EEVblog Electronics Community Forum
Products => Computers => Programming => Topic started by: madires on November 01, 2021, 01:44:42 pm
-
Unicode can hide a trojan in plain sight in your source code:
- CVE-2021-42574 and CVE-2021-42694
- info and whitepaper: https://trojansource.codes/
- examples: https://github.com/nickboucher/trojan-source
-
This should come as no surprise to anyone with a soupçon of imagination. Shades of "Reflections on Trusting Trust" but without the true cunning that that exploit involved.
-
I'm thinking it is not that bad. All this stuff falls apart pretty fast with variety of editors and review tools. In the browser I noticed no issues at all. In my editor only examples for which GitHub complained about bidirectional Unicode text did something.

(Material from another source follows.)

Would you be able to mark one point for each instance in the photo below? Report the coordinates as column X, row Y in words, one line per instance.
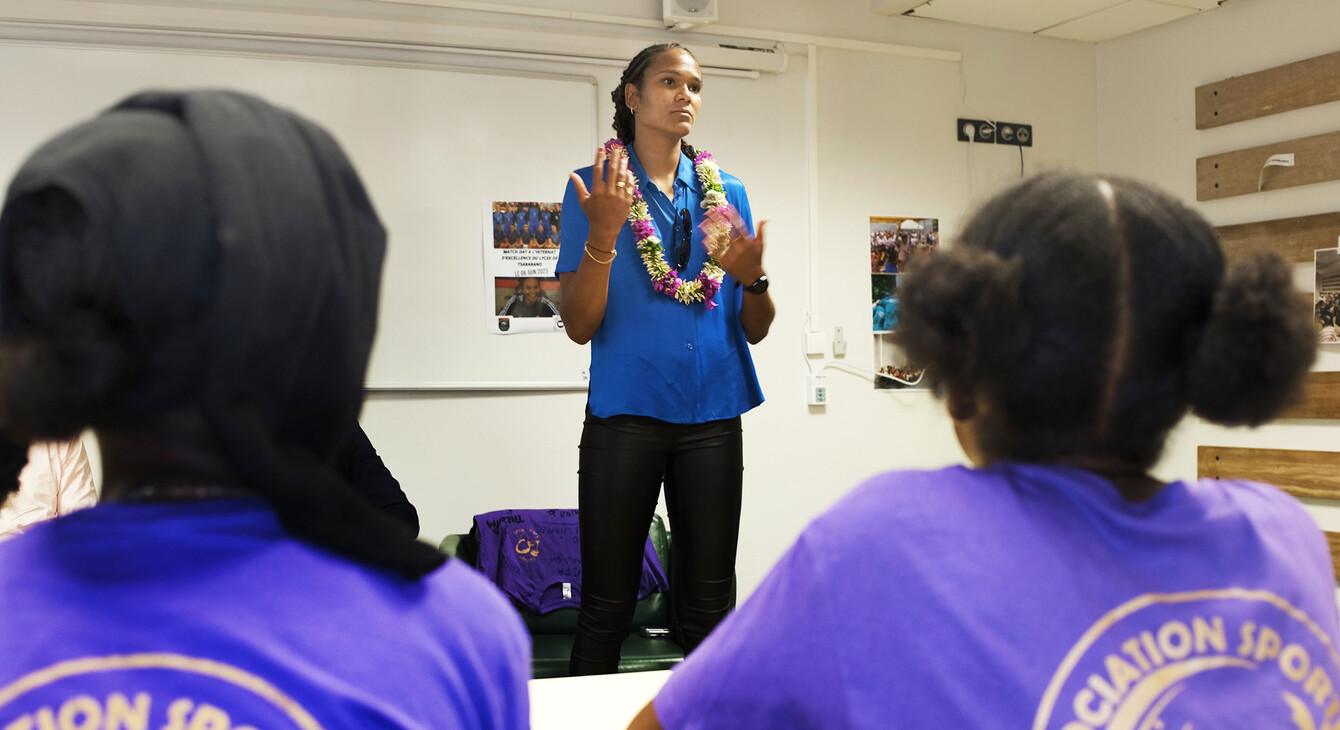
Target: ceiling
column 1090, row 20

And all they did was move some text to the right, which is pretty obvious and quite jarring. Some of those things broke syntax highlighting in obvious ways.
When taking non-trivial amounts of code from other places, there may be a trojan in plain ASCII.
-
We live in the age of vulnerabilities with their own brands and domains!
While interesting, worth knowing and certainly something to address, be aware the problem is not new. That class of issues has been known for years. “TrojanSource” advances the technique a bit, making the attack slightly easier to conduct. But it shouldn’t be perceived as some completely new thing or the end of the world.
A simple example in the attachment. Replacing characters in variables with look-alikes or making different variable names undistinguishable to human reader is another common way of performing such an attack.